All of this smacks of celebrity worship or semicollusion with Schwarzenegger’s Republican campaign (demonstrating just how monolithic Big Media’s POV really is despite the FCC’s recent claims to the contrary). It’s also a case of squeamishness on the part of men (who don’t see a gangbang as any big deal whereas for women it’s another minefield in the Mars/Venus battle of the sexes). Certainly it’s not stupidity deserving a pass (especially since the same forces snuffing out Arnold’s 25-year-old outrageous past are fanning the flames of Cruz Bustamante’s long-ago collegiate affiliation with MEChA).
What’s going on here is easy to explain to anyone familiar with Hollywood: The Schwarzenegger campaign is the replica of the worst kind of movie junket, replete with the same media manipulation, controlled access and make-believe message.
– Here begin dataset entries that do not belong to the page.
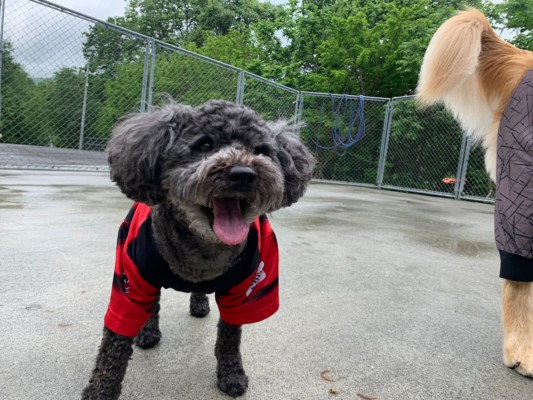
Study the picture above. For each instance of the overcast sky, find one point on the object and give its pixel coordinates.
(45, 40)
(103, 9)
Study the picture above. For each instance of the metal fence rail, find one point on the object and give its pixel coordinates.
(62, 91)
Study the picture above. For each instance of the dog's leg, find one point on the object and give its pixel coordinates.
(150, 335)
(111, 363)
(231, 378)
(517, 304)
(199, 305)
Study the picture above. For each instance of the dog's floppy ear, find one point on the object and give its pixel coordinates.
(136, 152)
(296, 161)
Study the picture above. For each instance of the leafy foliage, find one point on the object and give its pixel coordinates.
(356, 47)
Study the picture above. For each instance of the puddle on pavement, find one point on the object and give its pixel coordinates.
(456, 246)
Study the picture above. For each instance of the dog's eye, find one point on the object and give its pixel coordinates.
(264, 150)
(204, 145)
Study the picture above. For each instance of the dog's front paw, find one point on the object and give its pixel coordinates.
(148, 337)
(232, 381)
(92, 392)
(520, 358)
(199, 305)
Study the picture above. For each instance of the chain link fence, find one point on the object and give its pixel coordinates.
(66, 79)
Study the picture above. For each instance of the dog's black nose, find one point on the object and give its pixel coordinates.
(242, 177)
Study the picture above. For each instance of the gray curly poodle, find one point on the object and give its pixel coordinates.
(202, 179)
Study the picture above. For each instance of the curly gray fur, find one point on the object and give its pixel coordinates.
(179, 160)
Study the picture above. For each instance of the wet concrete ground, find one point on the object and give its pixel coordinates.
(383, 294)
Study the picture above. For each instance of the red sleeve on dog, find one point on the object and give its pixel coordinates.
(131, 296)
(256, 298)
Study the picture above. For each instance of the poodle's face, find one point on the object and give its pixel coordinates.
(219, 164)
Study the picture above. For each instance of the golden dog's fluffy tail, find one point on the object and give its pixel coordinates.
(474, 72)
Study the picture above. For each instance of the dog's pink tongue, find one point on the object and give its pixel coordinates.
(230, 226)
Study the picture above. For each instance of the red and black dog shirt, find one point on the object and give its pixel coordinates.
(246, 293)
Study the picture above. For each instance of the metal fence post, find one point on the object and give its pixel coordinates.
(296, 113)
(84, 107)
(145, 76)
(240, 88)
(2, 10)
(387, 127)
(462, 167)
(152, 77)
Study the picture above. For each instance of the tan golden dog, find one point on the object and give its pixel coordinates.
(480, 78)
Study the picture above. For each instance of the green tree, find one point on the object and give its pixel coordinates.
(16, 90)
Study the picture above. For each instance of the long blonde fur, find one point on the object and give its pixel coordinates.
(473, 72)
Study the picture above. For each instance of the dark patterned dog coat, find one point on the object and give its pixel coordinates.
(514, 181)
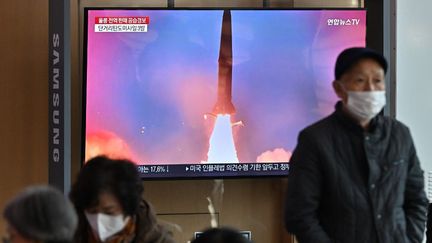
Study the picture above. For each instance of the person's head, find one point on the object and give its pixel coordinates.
(360, 81)
(40, 214)
(220, 235)
(107, 193)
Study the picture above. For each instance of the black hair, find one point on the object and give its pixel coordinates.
(102, 174)
(221, 235)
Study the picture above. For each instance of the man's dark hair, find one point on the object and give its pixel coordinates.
(221, 235)
(102, 174)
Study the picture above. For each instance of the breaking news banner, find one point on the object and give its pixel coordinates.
(121, 24)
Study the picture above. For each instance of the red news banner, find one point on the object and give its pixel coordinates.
(121, 24)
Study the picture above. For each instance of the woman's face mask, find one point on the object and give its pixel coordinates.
(105, 225)
(107, 218)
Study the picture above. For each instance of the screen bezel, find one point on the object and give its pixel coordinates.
(84, 76)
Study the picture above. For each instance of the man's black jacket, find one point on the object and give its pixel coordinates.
(346, 185)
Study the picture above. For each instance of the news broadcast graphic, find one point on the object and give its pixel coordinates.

No wonder the only debate Arnold wants to join is the one that submits all questions in advance. That’s a comfortable setting for an actor accustomed to memorizing lines.
On Fox News Sunday, Schwarzenegger’s skin-mag admissions were not discussed. Meanwhile, ABC News reportedly is delaying an on-camera interview with a former Mr. Universe, now a Caribbean newspaper publisher, accusing Schwarzenegger of making insensitive racial comments years ago, like “If you gave these blacks a country [like South Africa] to run, they would run it down the tubes.”
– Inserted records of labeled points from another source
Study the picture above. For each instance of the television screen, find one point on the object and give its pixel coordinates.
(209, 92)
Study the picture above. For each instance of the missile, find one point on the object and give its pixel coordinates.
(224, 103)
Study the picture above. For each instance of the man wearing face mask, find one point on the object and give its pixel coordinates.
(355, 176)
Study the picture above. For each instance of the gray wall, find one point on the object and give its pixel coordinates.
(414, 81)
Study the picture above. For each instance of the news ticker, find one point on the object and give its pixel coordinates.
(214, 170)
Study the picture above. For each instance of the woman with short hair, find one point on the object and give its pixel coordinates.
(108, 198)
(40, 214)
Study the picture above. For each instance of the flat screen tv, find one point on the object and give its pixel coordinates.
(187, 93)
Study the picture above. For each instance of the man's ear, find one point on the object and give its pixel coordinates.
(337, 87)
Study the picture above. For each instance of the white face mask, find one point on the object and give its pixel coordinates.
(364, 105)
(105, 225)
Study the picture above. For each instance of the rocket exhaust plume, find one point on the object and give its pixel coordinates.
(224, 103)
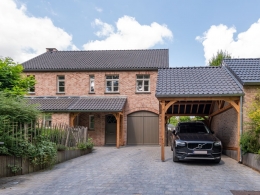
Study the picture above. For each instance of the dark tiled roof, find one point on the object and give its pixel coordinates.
(196, 82)
(99, 60)
(82, 104)
(246, 70)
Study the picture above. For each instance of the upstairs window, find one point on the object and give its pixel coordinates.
(91, 84)
(112, 84)
(47, 120)
(60, 84)
(142, 83)
(32, 88)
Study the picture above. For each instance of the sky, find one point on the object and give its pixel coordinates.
(192, 30)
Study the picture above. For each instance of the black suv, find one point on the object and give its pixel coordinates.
(193, 140)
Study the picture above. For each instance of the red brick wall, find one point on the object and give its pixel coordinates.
(77, 84)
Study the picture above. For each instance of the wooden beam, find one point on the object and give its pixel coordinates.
(162, 129)
(117, 130)
(221, 110)
(229, 98)
(235, 105)
(186, 115)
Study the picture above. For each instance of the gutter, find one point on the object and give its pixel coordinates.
(198, 96)
(92, 70)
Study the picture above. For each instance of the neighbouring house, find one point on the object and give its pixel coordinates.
(112, 92)
(221, 95)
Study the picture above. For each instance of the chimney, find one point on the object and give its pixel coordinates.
(51, 49)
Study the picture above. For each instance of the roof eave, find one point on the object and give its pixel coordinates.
(195, 95)
(68, 111)
(89, 70)
(251, 82)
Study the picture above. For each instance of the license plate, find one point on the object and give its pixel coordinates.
(199, 152)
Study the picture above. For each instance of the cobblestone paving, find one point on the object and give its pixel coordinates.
(134, 170)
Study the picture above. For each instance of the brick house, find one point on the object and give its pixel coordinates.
(110, 92)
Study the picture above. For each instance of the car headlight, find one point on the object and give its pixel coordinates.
(218, 143)
(180, 143)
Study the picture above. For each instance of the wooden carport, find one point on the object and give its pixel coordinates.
(193, 91)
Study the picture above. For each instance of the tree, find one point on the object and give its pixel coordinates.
(217, 60)
(12, 81)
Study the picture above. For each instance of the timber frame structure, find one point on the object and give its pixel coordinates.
(203, 107)
(198, 91)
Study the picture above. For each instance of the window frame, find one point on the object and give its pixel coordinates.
(30, 88)
(91, 78)
(143, 83)
(112, 83)
(47, 117)
(58, 83)
(91, 122)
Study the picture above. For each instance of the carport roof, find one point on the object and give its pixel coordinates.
(197, 82)
(79, 104)
(247, 71)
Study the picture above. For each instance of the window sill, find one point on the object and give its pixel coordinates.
(145, 92)
(112, 93)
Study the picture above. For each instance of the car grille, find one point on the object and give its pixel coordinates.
(204, 146)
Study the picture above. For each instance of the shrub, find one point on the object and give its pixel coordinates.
(86, 145)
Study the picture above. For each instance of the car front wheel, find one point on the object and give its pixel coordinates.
(175, 159)
(217, 161)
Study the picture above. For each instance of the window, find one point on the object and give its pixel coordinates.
(91, 84)
(47, 120)
(32, 88)
(112, 84)
(61, 84)
(142, 83)
(91, 122)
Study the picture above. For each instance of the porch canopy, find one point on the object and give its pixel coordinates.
(193, 91)
(77, 104)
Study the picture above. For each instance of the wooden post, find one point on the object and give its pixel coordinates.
(117, 130)
(238, 132)
(162, 129)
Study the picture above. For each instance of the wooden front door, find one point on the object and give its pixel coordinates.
(110, 129)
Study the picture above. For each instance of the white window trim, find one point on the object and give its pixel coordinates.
(92, 128)
(143, 79)
(112, 87)
(91, 79)
(58, 84)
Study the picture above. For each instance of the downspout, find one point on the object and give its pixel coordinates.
(241, 124)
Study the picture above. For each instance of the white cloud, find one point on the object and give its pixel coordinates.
(129, 34)
(245, 45)
(23, 37)
(98, 9)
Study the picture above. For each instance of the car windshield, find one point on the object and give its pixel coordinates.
(193, 128)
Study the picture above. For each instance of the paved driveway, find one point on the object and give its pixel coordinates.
(134, 170)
This week, Gloria Allred was booked on MSNBC’s The Abrams Report, but only to talk about the Laci Peterson murder and not to repeat the R word (“sounds as though it was a rape”) she expressed to the L.A. Weekly last week about the gangbang. “The press for the most part is reducing it to a footnote,” Allred complained on Tuesday.
And, one day after he denounced California’s Democratic Party chairman, Art Torres, for raising the P word (“sexual predator”) during a screaming match on KNX radio with Schwarzenegger campaign chair, Representative David Dreier, MSNBC’s Chris Matthews — broadcasting from the left coast through the October 7 election — could deliver no better qualified Californian to discuss the recall than, get this, ex-Nixon cohort and Ferris Buehler bit-part player and game-show host Ben Stein.
And that’s not even counting all the hours upon hours of local right-wing talk-radio time whose suck-up interviews (yes, KABC’s Larry Elder and KFI’s John and Ken, we’re talking about you) Schwarzenegger has used like paid advertising. While in the pages of the Los Angeles Times, even just the semblance of a debate has been ripped out of news reporters’ hands and relegated to the marginal turf of columnists.
Then there’s what Hollywood likes to call the “character arc” that’s written into the best scripts. So this recall could be a referendum on how much of a “work in progress” voters will tolerate in their candidates, especially one that’s a movie star. Supporters argue that Schwarzenegger’s flip-flopping on the issues is merely part of his maturation process. But that doesn’t explain going back on pledges not to take special-interest money or attack his opponents personally. It also doesn’t excuse remembering, then forgetting, then remembering again, giving that 1977 Oui magazine interview.